Daniel González, del bloque A (uno de los más afectados), llegó a ver cómo la zona Sur, donde se ubicaba la pista de futbito, se derrumbaba: «El primer golpe me despertó. En ese momento me asomé a la ventana y vi cómo cayó todo. Comenzó a salir mucho humo y polvareda y a los diez minutos vino la Policía a precintar la zona y a desalojarnos». González ha perdido la moto que llevaba pagando hace tan solo un año y el coche de su madre.
A las siete y media de la mañana, con seis grados de temperatura en la calle, Cristina Balza acunaba nerviosa el carro de su bebé de un mes y cinco días con la incertidumbre de no conocer la magnitud del hundimiento. «Estamos en shock. Te asomas al balcón y dan ganas de llorar. Y ahora tenemos miedo de que esto pueda afectar a nuestras viviendas. No me atrevo a volver a subir», contaba esta mañana, a pesar de las advertencias tanto de la alcaldesa de Santander, Gema Igual, como de la Policía Nacional de que podía volver a sus viviendas con total normalidad.
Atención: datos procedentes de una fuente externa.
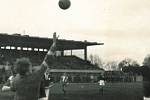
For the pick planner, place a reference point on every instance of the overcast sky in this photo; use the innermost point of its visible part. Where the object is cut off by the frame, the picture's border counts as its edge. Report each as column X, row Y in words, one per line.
column 123, row 25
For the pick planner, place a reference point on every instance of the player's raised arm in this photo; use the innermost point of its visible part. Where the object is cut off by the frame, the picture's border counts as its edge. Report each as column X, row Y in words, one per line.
column 50, row 56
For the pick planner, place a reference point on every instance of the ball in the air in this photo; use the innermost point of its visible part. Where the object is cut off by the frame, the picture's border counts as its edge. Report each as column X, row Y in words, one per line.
column 64, row 4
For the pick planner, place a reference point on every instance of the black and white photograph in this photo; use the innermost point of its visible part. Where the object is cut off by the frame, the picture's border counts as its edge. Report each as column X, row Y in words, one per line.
column 74, row 50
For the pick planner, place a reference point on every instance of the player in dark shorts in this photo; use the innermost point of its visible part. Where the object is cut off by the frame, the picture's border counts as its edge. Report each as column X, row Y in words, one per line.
column 26, row 83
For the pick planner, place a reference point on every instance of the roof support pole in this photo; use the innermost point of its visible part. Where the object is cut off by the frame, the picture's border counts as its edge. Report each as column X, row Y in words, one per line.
column 85, row 53
column 71, row 52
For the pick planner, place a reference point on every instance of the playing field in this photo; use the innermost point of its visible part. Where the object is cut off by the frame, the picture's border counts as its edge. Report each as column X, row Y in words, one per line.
column 88, row 91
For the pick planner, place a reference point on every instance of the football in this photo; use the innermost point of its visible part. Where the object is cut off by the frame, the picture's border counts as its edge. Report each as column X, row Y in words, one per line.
column 64, row 4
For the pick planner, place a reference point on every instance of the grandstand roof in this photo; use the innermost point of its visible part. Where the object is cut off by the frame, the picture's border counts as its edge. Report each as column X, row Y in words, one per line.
column 18, row 40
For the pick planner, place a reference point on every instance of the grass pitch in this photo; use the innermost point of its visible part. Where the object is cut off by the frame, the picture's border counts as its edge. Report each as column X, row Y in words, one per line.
column 91, row 91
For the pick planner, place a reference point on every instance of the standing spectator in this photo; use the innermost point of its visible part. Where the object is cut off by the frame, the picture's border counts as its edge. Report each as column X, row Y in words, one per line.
column 26, row 83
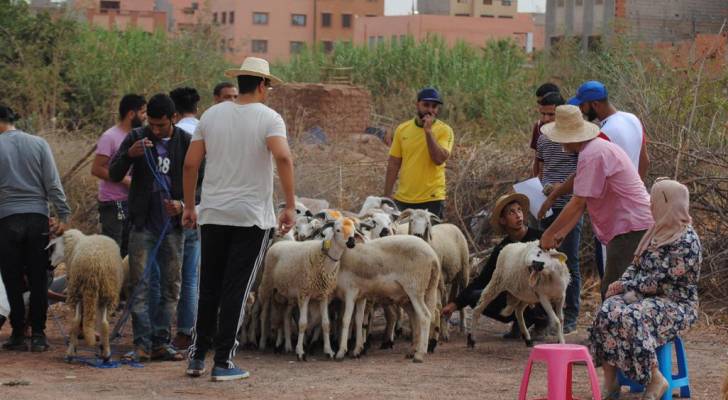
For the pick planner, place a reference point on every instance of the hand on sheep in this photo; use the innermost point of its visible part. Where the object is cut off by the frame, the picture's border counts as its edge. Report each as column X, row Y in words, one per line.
column 614, row 289
column 189, row 217
column 173, row 207
column 286, row 220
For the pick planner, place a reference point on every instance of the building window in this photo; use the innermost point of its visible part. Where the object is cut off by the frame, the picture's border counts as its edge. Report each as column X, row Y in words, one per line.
column 298, row 20
column 260, row 18
column 259, row 46
column 296, row 47
column 328, row 46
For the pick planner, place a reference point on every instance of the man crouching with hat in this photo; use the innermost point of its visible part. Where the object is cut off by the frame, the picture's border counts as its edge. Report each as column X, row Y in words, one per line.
column 240, row 141
column 508, row 217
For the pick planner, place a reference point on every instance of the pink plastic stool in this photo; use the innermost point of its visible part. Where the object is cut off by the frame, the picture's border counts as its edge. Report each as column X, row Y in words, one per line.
column 559, row 358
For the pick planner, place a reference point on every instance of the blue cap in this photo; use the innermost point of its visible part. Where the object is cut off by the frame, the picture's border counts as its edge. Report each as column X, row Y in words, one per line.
column 429, row 94
column 589, row 91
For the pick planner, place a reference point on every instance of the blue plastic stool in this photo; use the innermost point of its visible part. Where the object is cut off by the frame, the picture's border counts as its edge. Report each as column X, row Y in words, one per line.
column 664, row 360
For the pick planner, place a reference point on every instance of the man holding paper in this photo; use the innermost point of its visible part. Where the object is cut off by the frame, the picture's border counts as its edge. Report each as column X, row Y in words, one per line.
column 608, row 185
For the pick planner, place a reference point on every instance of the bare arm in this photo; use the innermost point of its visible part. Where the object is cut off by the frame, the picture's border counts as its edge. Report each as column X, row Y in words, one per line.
column 393, row 166
column 564, row 223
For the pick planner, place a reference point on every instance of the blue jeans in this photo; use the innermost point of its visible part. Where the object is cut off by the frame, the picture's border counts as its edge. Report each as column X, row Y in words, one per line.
column 187, row 306
column 570, row 247
column 150, row 325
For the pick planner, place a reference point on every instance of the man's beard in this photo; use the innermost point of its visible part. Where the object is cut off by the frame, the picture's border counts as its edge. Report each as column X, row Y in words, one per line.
column 136, row 122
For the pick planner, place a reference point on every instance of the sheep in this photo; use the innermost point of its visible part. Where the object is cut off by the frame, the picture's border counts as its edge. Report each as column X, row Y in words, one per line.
column 399, row 270
column 305, row 271
column 530, row 275
column 95, row 273
column 451, row 247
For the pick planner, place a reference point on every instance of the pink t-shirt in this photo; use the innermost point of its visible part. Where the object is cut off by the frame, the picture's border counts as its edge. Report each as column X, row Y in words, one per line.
column 616, row 198
column 107, row 145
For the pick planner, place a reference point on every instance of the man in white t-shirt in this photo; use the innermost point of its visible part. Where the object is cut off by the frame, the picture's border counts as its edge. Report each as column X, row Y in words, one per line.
column 239, row 140
column 619, row 127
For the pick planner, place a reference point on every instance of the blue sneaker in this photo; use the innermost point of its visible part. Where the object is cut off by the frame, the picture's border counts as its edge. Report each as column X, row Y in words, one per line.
column 228, row 374
column 195, row 368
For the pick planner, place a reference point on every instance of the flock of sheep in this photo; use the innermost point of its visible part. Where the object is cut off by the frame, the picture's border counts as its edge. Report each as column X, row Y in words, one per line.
column 337, row 265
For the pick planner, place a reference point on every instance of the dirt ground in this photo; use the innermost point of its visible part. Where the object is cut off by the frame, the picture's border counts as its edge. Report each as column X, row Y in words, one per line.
column 491, row 371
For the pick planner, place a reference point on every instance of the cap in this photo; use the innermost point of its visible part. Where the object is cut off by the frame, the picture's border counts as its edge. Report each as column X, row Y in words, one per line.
column 429, row 94
column 589, row 91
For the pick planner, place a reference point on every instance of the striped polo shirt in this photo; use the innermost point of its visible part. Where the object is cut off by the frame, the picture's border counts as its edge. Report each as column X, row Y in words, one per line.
column 558, row 165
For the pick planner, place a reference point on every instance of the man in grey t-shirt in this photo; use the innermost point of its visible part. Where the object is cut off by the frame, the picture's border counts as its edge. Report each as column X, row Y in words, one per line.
column 28, row 181
column 240, row 141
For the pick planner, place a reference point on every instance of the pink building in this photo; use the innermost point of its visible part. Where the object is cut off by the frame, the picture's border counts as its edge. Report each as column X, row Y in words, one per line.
column 526, row 29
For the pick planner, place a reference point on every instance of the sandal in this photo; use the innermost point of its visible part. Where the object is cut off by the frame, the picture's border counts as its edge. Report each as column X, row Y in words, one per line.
column 166, row 353
column 137, row 355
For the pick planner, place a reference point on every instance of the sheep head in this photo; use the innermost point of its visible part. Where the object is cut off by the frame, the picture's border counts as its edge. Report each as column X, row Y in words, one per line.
column 420, row 223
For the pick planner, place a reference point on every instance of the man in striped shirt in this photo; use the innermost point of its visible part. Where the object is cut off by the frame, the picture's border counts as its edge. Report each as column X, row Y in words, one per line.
column 555, row 167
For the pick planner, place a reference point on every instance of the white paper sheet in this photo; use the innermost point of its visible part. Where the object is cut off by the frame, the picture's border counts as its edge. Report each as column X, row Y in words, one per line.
column 533, row 189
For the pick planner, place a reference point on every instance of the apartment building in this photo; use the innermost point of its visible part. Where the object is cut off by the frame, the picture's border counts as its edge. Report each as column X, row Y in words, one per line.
column 276, row 29
column 505, row 9
column 652, row 21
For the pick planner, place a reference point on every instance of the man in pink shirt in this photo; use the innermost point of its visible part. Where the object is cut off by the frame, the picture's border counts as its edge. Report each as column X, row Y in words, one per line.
column 113, row 209
column 606, row 185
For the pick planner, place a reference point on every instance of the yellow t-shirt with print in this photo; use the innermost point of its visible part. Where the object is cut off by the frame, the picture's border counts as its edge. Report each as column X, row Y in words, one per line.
column 420, row 180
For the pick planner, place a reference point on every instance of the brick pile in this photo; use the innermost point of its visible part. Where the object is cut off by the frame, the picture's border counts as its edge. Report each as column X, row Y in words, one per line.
column 337, row 109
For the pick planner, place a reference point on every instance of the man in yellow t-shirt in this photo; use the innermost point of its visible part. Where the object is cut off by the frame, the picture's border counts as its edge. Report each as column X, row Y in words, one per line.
column 419, row 150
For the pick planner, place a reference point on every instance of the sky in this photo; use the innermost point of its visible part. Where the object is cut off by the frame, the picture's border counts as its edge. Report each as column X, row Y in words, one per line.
column 398, row 7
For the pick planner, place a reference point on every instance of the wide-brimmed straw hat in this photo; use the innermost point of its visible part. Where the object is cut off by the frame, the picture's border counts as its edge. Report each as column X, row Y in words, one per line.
column 501, row 203
column 253, row 66
column 570, row 126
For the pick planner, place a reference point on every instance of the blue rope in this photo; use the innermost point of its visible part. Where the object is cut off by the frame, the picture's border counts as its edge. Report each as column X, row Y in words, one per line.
column 152, row 256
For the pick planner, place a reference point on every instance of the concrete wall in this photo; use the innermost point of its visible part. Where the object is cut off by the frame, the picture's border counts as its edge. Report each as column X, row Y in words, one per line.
column 475, row 31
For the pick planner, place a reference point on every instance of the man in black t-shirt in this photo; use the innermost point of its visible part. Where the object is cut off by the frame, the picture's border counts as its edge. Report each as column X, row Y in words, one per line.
column 508, row 217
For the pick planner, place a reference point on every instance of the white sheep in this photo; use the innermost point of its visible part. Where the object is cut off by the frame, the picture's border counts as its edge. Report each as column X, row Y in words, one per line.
column 530, row 275
column 301, row 272
column 94, row 270
column 398, row 270
column 451, row 247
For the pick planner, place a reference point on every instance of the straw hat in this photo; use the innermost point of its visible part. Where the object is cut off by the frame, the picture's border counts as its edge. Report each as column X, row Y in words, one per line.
column 501, row 203
column 570, row 126
column 253, row 66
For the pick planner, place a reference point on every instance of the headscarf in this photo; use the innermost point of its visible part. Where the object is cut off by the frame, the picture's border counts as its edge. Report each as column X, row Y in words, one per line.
column 670, row 210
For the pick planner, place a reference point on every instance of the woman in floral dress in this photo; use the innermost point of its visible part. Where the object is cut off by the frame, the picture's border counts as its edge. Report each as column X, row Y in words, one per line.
column 656, row 298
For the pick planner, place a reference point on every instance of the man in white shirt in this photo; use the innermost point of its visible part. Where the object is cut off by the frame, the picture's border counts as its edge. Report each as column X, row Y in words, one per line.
column 239, row 140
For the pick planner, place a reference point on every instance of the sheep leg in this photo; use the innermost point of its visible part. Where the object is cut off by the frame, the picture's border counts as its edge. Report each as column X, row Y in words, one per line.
column 361, row 307
column 106, row 347
column 553, row 319
column 390, row 315
column 522, row 323
column 73, row 339
column 488, row 295
column 287, row 334
column 325, row 326
column 302, row 325
column 346, row 323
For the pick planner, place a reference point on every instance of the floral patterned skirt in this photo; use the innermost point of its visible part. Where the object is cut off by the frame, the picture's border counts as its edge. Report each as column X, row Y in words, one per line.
column 627, row 335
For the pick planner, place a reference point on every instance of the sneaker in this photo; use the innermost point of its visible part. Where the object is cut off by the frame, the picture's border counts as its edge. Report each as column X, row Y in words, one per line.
column 228, row 374
column 38, row 343
column 16, row 343
column 196, row 368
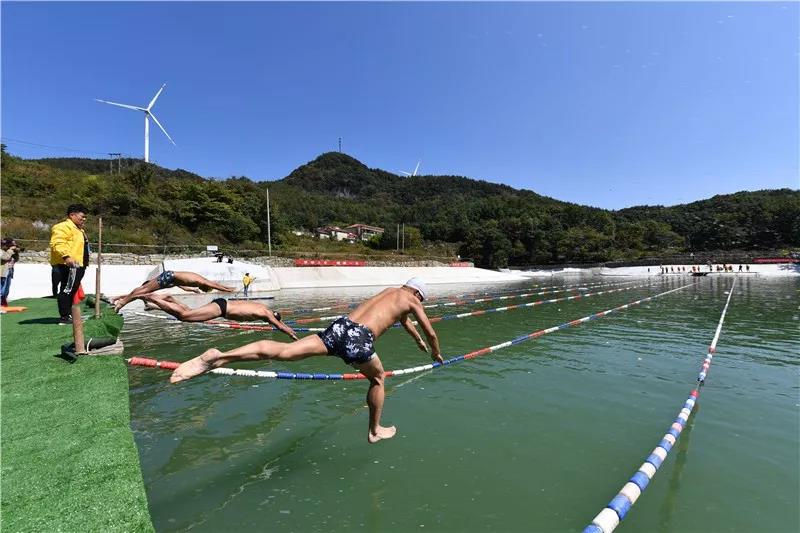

María Rosa Anero y su marido fueron de los primeros en bajar, a las siete de la mañana, al portal de su bloque, el tercero. Era aún de noche y los 1.800 metros cuadrados hundidos se ocultaban bajo la oscuridad. «Estábamos en la cama, hemos oído una explosión y acto seguido la Policía nos ha llamado a la puerta para que saliéramos de casa. Oímos a una chica gritar porque se había quedado atrapada en el ascensor, que subía y bajaba sin parar», cuentan.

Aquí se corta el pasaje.